Columbia, SC (WLTX) -- According to the Centers for Disease Control in Atlanta, the tests for detecting H1N1 vary from 10 to 70 percent accuracy.
One infectious disease specialist told News19 that the tests can't be relied on.
"If I'm making a decision, and your life depends on it, and something can be wrong nine times out of 10, I'm not going to use it," infectious disease specialist Dr. Stephen Hawes says.
Those are the odds you could be facing with rapid flu test results. According to the CDC, The sensitivity of tests detecting H1N1 vary from 10 to 70 percent. Dr. Hawes says you can't rely on the test.
"The biggest problem we see with this test is that doctors and other health care professionals think that if the test is negative then you don't have flu. That's absolutely incorrect," he explains.

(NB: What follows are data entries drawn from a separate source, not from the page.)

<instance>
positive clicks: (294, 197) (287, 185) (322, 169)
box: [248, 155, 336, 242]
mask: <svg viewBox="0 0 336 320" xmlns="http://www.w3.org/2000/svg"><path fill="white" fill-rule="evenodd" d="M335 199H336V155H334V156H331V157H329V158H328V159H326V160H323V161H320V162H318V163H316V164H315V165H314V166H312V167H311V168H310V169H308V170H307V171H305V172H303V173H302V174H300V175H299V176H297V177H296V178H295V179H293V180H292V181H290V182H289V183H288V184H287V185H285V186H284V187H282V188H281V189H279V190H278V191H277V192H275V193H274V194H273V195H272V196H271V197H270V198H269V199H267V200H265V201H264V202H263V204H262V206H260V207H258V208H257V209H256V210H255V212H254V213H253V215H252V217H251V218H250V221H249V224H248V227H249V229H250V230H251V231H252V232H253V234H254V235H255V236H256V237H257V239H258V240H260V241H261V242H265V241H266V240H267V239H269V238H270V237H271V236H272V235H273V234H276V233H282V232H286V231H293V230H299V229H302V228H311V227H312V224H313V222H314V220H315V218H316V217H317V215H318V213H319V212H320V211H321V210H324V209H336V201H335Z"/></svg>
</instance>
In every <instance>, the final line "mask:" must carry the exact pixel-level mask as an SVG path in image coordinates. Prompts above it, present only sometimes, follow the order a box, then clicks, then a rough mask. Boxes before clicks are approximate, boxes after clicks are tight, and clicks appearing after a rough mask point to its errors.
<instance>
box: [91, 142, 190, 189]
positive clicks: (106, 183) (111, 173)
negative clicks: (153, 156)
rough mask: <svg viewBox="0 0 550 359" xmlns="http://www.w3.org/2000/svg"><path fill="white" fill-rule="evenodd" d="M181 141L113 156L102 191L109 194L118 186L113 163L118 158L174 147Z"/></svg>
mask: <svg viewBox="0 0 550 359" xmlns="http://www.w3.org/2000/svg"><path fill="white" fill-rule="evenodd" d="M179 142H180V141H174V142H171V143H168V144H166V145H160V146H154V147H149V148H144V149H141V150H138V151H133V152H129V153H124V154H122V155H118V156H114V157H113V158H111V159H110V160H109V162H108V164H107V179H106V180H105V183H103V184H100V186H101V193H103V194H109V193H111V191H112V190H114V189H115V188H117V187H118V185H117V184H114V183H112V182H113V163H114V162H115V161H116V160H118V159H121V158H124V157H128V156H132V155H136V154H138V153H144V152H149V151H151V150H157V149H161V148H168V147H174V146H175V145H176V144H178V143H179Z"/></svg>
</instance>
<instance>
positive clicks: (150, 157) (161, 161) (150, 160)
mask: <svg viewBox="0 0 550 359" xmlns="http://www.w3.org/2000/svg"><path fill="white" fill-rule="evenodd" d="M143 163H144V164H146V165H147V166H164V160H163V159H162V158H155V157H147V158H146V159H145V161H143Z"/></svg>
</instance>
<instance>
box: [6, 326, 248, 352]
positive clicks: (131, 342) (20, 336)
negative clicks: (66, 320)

What goes in to taking this test? Alphonso Barker Junior does between three and 15 rapid flu tests a day in the VA Medical Center lab. It all starts with a nose swab.
"We take that specimen and we have a test card that we use, pipette it and inoculate the card. There should be a line for flu a if it's positive for A and there should be a red line if it's positive for flu B," he explains.
It takes only 15 minutes. The positive specimens are sent to the Department of Health of Environmental Control to confirm swine flu. Dr. Hawes says, either way, if you have the symptoms, treat them.
"If you're sick, need to be in the hospital, or you're high risk, pregnant, need to be on immunosuppressant drugs, you should receive Tamiflu and it does not matter one bit what the rapid flu test says," Dr. Hawes says.